Donnerstag, 14.05.2015

7:00! Aufstehen! Eh, ich habe Urlaub! Um 9:00 wollen wir los, nach Kempten zum Motorradgottesdienst. Wir fahren los, und der Regen legt auch los. Die neuen Klamotten müssen sich zum ersten Mal beweisen. Klappt. Waren ja auch teuer genug.

In Kempten fallen wir mit unserem Auricher Kennzeichen natürlich auf und auch die besondere Erwähnung im Gottesdienst bleibt nicht aus. Nach dem Gottesdienst fahren wir nach Weißenbach. Laut Internet gibt es dort einen Bikertreff. Die Strecke ist toll, nur der "Bikerstadl" erweist sich als lange geschlossene Schutthalde. Schade.

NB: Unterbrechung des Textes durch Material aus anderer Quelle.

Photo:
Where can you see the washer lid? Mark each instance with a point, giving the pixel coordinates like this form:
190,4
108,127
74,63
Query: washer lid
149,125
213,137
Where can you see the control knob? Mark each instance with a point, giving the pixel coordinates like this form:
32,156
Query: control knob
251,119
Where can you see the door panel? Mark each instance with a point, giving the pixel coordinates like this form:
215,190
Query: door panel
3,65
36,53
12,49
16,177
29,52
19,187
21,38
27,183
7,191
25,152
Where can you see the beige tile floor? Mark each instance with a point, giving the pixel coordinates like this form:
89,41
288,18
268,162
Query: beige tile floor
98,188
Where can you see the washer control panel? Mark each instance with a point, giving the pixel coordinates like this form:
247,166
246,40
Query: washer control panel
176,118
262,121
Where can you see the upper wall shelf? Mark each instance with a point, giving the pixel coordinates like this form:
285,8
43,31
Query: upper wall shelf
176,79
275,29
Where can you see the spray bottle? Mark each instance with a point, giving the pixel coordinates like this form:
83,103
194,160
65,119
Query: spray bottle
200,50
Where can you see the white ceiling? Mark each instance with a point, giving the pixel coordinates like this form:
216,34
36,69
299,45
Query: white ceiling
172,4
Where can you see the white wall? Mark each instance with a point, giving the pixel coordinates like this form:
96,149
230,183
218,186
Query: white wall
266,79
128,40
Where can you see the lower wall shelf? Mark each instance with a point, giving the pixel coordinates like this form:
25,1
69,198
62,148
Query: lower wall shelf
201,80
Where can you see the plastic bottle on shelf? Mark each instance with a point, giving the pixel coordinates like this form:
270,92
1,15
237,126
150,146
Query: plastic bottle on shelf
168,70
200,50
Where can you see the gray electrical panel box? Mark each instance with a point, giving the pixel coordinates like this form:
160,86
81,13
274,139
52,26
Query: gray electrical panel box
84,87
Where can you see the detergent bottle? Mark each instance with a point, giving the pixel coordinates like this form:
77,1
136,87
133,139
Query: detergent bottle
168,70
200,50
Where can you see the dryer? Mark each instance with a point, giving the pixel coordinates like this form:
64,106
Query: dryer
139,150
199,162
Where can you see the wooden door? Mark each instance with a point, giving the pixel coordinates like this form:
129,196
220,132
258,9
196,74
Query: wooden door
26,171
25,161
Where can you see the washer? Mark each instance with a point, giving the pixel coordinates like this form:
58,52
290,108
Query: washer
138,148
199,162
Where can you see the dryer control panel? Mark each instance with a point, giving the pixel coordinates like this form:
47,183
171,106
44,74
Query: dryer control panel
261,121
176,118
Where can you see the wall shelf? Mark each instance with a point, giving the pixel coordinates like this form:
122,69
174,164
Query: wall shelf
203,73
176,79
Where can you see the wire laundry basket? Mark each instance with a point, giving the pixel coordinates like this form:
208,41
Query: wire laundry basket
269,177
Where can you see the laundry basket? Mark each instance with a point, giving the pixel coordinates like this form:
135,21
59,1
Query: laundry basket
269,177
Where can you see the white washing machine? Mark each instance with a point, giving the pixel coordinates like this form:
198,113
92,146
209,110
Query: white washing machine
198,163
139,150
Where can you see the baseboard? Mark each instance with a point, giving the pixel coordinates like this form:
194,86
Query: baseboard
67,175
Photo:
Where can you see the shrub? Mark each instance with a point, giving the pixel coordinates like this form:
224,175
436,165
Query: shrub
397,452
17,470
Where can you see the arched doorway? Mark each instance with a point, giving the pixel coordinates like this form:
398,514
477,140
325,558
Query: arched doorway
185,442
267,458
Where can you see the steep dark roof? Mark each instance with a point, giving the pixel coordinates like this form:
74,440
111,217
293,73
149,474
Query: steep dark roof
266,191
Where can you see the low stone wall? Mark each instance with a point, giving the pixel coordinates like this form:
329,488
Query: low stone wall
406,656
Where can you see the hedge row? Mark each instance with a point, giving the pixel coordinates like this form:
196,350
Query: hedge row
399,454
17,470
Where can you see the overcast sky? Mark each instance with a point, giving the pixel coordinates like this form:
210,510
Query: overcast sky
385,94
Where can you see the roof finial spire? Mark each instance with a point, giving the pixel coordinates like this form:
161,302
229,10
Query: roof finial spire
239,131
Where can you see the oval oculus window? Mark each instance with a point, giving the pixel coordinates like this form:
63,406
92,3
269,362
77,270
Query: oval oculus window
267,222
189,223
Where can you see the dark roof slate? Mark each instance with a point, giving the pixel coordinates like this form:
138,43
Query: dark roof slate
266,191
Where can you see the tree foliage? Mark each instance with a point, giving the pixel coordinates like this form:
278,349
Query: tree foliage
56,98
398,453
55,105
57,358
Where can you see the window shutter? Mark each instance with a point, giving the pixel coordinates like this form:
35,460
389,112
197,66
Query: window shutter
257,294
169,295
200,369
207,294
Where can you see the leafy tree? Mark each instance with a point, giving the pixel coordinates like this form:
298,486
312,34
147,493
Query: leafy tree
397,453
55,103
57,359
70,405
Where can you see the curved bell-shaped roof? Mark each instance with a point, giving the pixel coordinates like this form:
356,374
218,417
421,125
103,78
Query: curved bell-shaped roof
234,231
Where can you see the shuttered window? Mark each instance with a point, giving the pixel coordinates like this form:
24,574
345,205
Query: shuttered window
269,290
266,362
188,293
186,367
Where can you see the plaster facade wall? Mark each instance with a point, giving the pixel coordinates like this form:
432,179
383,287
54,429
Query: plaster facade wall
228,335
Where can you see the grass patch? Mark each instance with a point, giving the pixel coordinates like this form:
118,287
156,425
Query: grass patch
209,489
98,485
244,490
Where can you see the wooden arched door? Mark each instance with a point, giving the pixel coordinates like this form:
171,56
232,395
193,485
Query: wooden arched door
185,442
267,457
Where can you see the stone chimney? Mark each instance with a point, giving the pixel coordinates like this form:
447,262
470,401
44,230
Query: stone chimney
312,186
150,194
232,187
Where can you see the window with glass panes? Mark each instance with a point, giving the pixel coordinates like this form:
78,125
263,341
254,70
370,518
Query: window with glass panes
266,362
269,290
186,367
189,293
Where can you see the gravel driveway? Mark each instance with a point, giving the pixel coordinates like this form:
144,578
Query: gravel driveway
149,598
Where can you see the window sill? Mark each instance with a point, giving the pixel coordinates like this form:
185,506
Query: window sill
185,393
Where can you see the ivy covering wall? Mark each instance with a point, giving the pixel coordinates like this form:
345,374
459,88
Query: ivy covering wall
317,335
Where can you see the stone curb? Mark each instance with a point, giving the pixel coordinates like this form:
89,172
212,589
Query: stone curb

Übers Hahntennjoch machen wir uns auf zum Schloss Neuschwanstein. Auch das ist eher ein Reinfall. Von nahem sieht der Bau ganz schön schmuddelig aus. Die Scharen von Touris machen es auch nicht besser. Und zu alldem produziere ich auch noch den ersten Umfaller: Wendemanöver, wenig Platz, seitlich geht es schräg nach unten. Touris laufen in den Weg, bremsen, plumps! :( Aber nix passiert. Wir fallen so langsam, dass es nicht mal eine Schramme gibt. Wir machen ein obligatorisches Foto und fahren zum Forggensee. Der ist nur ein paar Kilometer entfernt und lädt zur sündhaft teuren Mittagspause. Bayern ist mindestens so teuer wie Norwegen!

Inzwischen ist es 19:30 und wir sind nach gut 320 gefahrenen Kilometern wieder "Zuhause". Dazwischen lagen noch viele schöne Straßen, Kurven ohne Ende, Sonnenschein satt, eine Kaffeepause mit Kuchen zu echten "Ammerseepreisen" - Bayern ist definitiv teurer als Norwegen!!!

Jetzt sind wir platt. Zeit, schlafen zu gehen.

Freitag, 15.05.2015

Noch ein Ruhetag. Gabi muss arbeiten und ich plane die Rückfahrt nach Aurich. Morgen will ich bis in Oberbergische kommen. Dort habe ich 1985 meine erste Stelle als Diakon angetreten. Über Witten, dort habe ich meine Ausbildung gemacht, geht es dann zum Zwischenstopp bei meinem Sohn in Münster. Ganz in der Nähe, in Steinfurt habe ich zehn Jahre gelebt und gearbeitet, bevor es mich wieder in den Norden zog.

Samstag, 16.05.2015

Um 10:45 fahre ich nach einem gemütlichen Frühstück in Augsburg los. Zunächst will ich ein Stück über die Autobahn. Die Erfahrung muss ich ja auch mal machen;)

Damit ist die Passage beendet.